I remember when I aimed for perfect workouts: 30 minutes was the minimum.
I was in lousy shape.
I remember when I aimed for perfect dating: it couldn’t be awkward, forced, or uncertain.
I didn’t talk to women I was interested in.
I remember when I aimed for perfect writing: I wanted 1,000+ words of quality material per day.
I played video games instead.
I carefully avoided mistakes, endlessly ruminated about what I didn’t do, and what I did do wasn’t enough.
Then, I became an imperfectionist.
Everything changed. I had fun stories to tell, like the lesbian pizza incident and the most nervous “Hi” ever spoken by a human being. I learned more. I laughed more. I lived more.

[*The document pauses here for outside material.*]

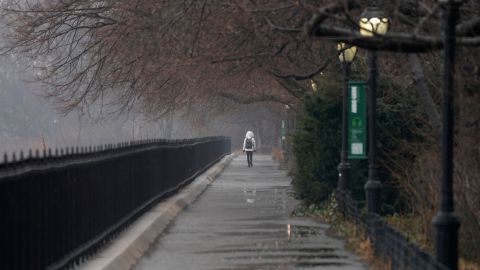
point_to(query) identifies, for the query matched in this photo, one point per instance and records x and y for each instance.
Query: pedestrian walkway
(243, 221)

I got in great shape, read more books, and improved my social skills. I wrote Mini Habits, which is being translated into a dozen languages.
I found I could mess up and still win.
Perfectionism is a naturally limiting mindset. For example, kids are taught to color inside the lines, and any color outside the lines is considered a mistake that must be corrected. Imperfectionism frees us to live outside the lines, where possibilities are infinite, mistakes are allowed, and self-judgment is minimal.
While the freedom of imperfectionism is impactful, it does not preclude us from having problems. Imperfectionists aren’t so ironic as to have perfect lives, they’re just happier, healthier, and more productive at doing what matters.